Sunday, June 04, 2017

Fire Feb 13, 2017!

Sorry for the 6+ month gap in my postings. Life was very rudely interrupted by a huge fire on Feb 13. It started on Early Valley Road near the bottom of our 3.5k driveway and appears to have been caused by a fuse dropping out of a utility pole. Ross noticed huge amounts of smoke coming up the valley (there was a strong norwester). We put the dogs and a couple of essentials in the truck drove down our drive about 1k and found neighbours frantically escaping up the hill. After opening up stock gates, we decided we shouldn't drive back home as there was no vehicle egress route from the top of our property. So we drove over the neighbour's paddocks to a neighbour's driveway that goes up and got to Summit Road at the top of our ridge.  It was about 6:30pm at that point.

The fire rapidly moved up the hill. Our house is just behind the trees to the left of the bright flames in the middle of the photo. By 10pm, the fire was too close and the smoke was bad so we had to leave, assuming our house would be gone soon. This was confirmed by a neighbour on the next ridge north who could see our property was surrounded by fire. We went to a neighbour's house away from the fire for the night.

The next morning, our neighbour called to say he could see a green roof!! We couldn't believe it. Our house had miraculously survived. Well it wasn't a complete miracle. Ross had always been concerned about the possibility of fire and had kept the small lawn in front of the house short and well watered in the summer. And we always kept stock to keep the grass down in the paddocks close to the house. Plus Ross had trimmed the branches on the large trees behind our house to about 7 ft high and had cleared all the debris from under them. As Ross' father used to say, 'the harder you work, the luckier you get'.  It was sobering to see the scorched ground under those trees and realize that if Ross hadn't done that clearing, they probably all would have gone up in the fire and then the house. The fire came within 6 ft of our house at one corner and about 10 ft at another. Here's a drone photo showing how lucky we are to have our house. Over 100 of our 117 acres burned.
We went up to the house the next morning and this was the view before we got there:
And here's the view from the other side of the valley:

We spent the next 2 days putting out residual fires around the property with backpacks of water plus some help from volunteer firefighters. Most of the pipes from our two 30,000L water tanks burned so the tanks were empty the next morning. But all that water leaking out must have helped put out the fire.

The fire raged for about 5 days eventually covering 5000 acres and burning down 9 houses including our next door neighbour's house and two others on our street.

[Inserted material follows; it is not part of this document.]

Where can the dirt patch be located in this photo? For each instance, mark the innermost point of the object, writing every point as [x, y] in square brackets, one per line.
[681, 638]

The wind changed on day 3 and that's when things really got out of control. Because everything was burned around our house, we weren't too worried about our place even though the wind was blowing the fire back in our direction.
By the fourth night, we were able to stay at home for the night but it was probably stupid as the smoke stench in the house was dreadful despite leaving it open every day. It was almost 3 months before people didn't notice the smoke smell when they walked into our house.

We lost four sheds, most of our fencing, two heifers and only about 1/3 or so of our vegetable gardens  in the fire. Our three lambs survived as did all of our chickens - thank heaven for that huge chook palace all covered in roofing iron! Our old cow Milkshake turned up two days after the fire looking pretty bad but with some fresh hay and water she started to perk up. And after about a week, she wandered over to our neighbour's bull (the fences were burned and not much of a barrier) so she must have been recovered enough to answer nature's call!

Our lemon tree!
It took about two months to clean up all the shed debris. Our 24m long propogation area with office, shade house, glasshouse and raised beds took forever! As we have decided to turn it into grass, gardens and a sitting area (maybe even with a spa!), we had to remove all the gravel and underlying half burned plastic sheeting that had been there for 20 years. I'm now most of the way through digging over all the compacted clay soil and adding gypsum and compost.

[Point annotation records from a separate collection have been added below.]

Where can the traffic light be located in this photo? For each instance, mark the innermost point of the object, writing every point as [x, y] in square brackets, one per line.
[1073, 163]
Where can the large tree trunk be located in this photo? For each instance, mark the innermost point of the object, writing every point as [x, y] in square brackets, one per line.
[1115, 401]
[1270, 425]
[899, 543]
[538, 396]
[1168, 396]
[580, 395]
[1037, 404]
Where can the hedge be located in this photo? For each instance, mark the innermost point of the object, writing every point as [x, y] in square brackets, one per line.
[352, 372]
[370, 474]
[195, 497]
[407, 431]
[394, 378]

Ross is a happy man now as he has rebuilt the retaining walls near the house and the steps down from the house and he is now rebuilding sheds.

And we've even managed to get away to a friend's bach at Lake Tekapo for 2 nights!
While Ross is building, I am planting (or digging over compacted clay!). I've planted over 300 natives so far mostly along the driveway. But I also put some in a steep bit of our garden after first putting in coir matting.

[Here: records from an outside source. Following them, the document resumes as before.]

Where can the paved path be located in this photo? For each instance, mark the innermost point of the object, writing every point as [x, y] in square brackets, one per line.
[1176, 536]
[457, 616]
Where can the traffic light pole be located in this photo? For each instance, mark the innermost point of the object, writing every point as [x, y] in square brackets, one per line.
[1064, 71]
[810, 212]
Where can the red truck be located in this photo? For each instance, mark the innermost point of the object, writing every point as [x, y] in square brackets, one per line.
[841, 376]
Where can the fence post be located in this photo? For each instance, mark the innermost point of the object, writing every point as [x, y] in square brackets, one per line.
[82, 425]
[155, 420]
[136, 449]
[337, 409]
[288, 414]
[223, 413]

My friend Rosemary helping with planting
The retaining walls have been repaired and the fence lines are bulldozed ready for the fencer and look how green things are getting. Although we spent a lot on aerial grass seeding, most of the green is broom, California thistle, bracken fern (native at least!) and blackberry! But at least it's green.
Digger driver putting in concrete (non-flammable!!) poles for retaining wall
Some trees that burned have new leaves and the tussock grass is sprouting. The flax has survived remarkably well. After being burned almost to the ground, most of it is coming back.
Tussock regrowth

Grass growing along creek
And even the burned cabbage trees still look cool!